A dear colleague of mine and I were talking the other day about a couple of exciting things that have happened concerning recent developments with my research. She looked at me and very thoughtfully proclaimed, “There is no way you can do all that you are doing so well – you must be magic.” After I hugged her and told her that I had always known that I was a changeling, I felt nauseous. Wait a second, how am I doing all that I am doing? And maybe more importantly, should I be doing all of this? Let’s look at my life – a day in the life of a mom on the tenure track and see how it all happens.
The characters: M – devoted husband/father; D – 2.5 year-old son; me – Assistant Professor/mom/wife/daughter/sister/etc.
4:30 am – I am up, checking emails, etc. As we know, these crazy millennial students email at all hours of the day and night.
5:30 am – M’s alarm goes off. No interaction takes place as he is not a morning person and is best left alone at this time of day.
6:00-7:00 am – Some time in this hour my son D wakes up, typically yelling about how hungry he is.
6:30 am – M is out the door. There is a little more interaction than in the previous hour. Ah, romance and the married couple. (Another post for another time).
Between the time D wakes up and 7:15 am – Feeding and dressing D and coaxing him into trying to use the potty. Put D in front of the TV (don’t judge) so that I can get dressed, fed, and well, all of that other stuff that needs to happen to turn me from super-mom to super-professor.
7:30 am – Into the car and off to the daycare. Drop D off at daycare. Bittersweet but the best thing for everyone involved.
7:30-8:45 am – Back into the car and drive the commute from Hell.
8:45-9:20 am – Prep (?) for my first class - Gender and Politics.
9:30-10:50 am – Class (woohoo!). Thank god for teaching.
11:00-12:20 pm – Meeting or office hours and maybe if I am lucky, some food that I call lunch.
12:30-1:50 pm – Teaching class number 2 (woohoo!) – American Public Policy.
2:00-5:30 pm – Depends on the day – meetings, meetings, or maybe some meetings. I’m a member of Faculty Council, a NEASC co-chair, pre-law advisor for the institution, internship coordinator for both the department and a college-wide program, so I meet a lot.

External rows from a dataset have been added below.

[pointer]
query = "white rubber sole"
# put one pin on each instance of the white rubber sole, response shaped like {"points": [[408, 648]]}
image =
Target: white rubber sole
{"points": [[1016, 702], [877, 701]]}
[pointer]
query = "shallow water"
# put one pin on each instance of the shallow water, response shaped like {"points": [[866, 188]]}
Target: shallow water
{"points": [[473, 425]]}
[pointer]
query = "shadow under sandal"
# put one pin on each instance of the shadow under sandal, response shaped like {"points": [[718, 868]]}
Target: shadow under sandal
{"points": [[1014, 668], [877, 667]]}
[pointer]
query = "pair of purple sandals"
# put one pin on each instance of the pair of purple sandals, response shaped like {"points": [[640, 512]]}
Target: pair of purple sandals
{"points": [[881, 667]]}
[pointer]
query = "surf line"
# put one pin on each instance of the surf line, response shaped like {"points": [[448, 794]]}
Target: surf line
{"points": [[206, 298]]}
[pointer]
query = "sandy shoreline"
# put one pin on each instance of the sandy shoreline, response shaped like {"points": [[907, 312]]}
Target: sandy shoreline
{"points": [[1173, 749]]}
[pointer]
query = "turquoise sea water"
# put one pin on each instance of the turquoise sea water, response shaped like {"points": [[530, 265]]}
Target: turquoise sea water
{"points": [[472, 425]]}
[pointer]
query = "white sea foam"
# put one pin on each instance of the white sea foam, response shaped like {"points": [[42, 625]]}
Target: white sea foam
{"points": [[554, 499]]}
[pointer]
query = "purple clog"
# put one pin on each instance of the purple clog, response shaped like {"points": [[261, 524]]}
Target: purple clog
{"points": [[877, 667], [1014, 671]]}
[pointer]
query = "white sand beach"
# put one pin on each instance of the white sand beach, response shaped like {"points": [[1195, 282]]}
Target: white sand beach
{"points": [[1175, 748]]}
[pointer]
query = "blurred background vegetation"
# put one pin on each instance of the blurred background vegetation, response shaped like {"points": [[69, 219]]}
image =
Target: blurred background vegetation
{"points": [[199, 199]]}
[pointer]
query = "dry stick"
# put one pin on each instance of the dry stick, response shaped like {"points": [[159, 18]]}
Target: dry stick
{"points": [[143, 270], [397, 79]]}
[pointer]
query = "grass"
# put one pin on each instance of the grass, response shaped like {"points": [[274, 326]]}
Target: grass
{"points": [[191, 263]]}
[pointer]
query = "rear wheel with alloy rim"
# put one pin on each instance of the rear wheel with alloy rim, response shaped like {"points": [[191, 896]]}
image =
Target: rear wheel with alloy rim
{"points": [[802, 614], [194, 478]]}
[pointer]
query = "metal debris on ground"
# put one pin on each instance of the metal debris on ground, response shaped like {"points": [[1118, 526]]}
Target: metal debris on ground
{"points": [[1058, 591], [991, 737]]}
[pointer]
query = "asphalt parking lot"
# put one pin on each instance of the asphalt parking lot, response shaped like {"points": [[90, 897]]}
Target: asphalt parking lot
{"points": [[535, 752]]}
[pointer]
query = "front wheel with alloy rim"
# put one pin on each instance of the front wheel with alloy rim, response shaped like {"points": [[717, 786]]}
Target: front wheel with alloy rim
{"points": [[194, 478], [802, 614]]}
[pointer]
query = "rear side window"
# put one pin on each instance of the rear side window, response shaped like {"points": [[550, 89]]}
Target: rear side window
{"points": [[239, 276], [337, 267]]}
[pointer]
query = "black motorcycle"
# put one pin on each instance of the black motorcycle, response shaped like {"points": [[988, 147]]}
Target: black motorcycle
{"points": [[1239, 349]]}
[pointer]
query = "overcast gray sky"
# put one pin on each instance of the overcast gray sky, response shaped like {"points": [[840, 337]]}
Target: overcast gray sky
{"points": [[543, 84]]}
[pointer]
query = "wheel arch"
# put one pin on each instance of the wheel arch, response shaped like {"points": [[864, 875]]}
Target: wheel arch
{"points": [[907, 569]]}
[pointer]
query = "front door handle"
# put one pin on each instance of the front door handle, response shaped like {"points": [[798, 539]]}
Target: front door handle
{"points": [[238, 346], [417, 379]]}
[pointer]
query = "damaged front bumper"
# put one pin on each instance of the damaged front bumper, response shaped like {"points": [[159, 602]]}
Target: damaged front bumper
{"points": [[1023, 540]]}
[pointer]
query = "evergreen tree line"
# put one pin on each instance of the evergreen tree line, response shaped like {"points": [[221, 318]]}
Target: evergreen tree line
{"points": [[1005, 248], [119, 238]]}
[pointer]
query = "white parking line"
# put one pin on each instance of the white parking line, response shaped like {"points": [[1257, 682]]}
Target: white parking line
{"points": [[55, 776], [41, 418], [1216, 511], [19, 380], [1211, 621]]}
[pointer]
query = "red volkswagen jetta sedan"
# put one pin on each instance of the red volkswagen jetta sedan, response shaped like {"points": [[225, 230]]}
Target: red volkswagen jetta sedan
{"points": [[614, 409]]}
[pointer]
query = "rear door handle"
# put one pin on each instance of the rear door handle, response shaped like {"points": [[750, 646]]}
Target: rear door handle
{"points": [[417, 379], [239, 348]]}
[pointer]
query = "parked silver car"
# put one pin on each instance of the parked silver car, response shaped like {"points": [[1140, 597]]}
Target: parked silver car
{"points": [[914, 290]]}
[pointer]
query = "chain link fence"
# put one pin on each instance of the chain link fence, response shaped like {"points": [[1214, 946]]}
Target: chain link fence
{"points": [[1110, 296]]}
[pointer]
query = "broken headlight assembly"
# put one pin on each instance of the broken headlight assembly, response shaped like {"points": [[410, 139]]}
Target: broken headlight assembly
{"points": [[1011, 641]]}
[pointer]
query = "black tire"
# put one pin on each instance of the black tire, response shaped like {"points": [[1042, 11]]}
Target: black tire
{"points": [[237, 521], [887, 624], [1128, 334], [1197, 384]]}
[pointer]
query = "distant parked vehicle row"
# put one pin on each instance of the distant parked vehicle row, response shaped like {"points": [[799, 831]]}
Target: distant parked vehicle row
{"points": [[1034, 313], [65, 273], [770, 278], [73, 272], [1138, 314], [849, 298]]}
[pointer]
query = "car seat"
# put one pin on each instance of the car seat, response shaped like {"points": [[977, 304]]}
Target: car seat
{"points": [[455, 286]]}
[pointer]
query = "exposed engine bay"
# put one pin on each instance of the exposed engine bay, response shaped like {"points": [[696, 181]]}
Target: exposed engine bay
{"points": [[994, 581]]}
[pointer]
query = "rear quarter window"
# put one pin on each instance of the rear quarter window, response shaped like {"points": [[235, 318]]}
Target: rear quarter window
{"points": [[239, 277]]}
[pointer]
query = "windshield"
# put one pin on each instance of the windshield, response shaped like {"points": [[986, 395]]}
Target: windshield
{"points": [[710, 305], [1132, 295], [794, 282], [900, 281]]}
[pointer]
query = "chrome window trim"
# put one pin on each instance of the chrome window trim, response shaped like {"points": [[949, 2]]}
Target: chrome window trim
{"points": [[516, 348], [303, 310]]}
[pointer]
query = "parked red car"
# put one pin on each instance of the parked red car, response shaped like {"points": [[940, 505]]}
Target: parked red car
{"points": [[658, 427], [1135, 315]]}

6:00-7:00 pm– Back in the car – not so bad at this time of night. And I get to make hands free phone calls and catch up with and catch up with friends, family, and whomever I haven’t talked to in a while. Which might as well be everyone.
7:15 pm – Home to read D stories before bed. If I am lucky, food.
7:30-10 pm – D is in bed. I am back on the computer. Remember that research thing I mentioned before: this is when I do that.
10:15-10:30 pm – Talk to M. It is amazing how much quality conversation you can have in 15 minutes.
10:30 pm – Sleep, hopefully. More likely than not, rest with the occasional sleep thrown in.
Yes, this is a crazy life, but I love this life. I am a better mom because I work and a better academic because of my child and the time demands that he places on me. Since he has come around, my research has flourished, my teaching has been rewarded, and I can actually find files when I need them. I was honest with my chair about the time management crunch, therefore I get to work from home one day a week. This usually means I take care of D until he naps and then I do work. As far as weekends go, this time is usually weekend time – which is great! To be fair, this whole balance thing is a lot easier when someone balances it with you. On my husband’s schedule, the time between 3-7 includes making dinner and lunch for the next day and picking D up from daycare. He is truly a co-parent in this deal.
So what have I learned? Yes, I should be doing this. I have found not balance, but pretty close to what could be described as fulfillment in two very important parts of my life. To me, being fulfilled often means that there can be a bit extra at certain times, to fill in when you miss things, like a conference because you are pregnant — or material for a funny story when you are at a conference.
This is not a zero sum gain. It’s just my life.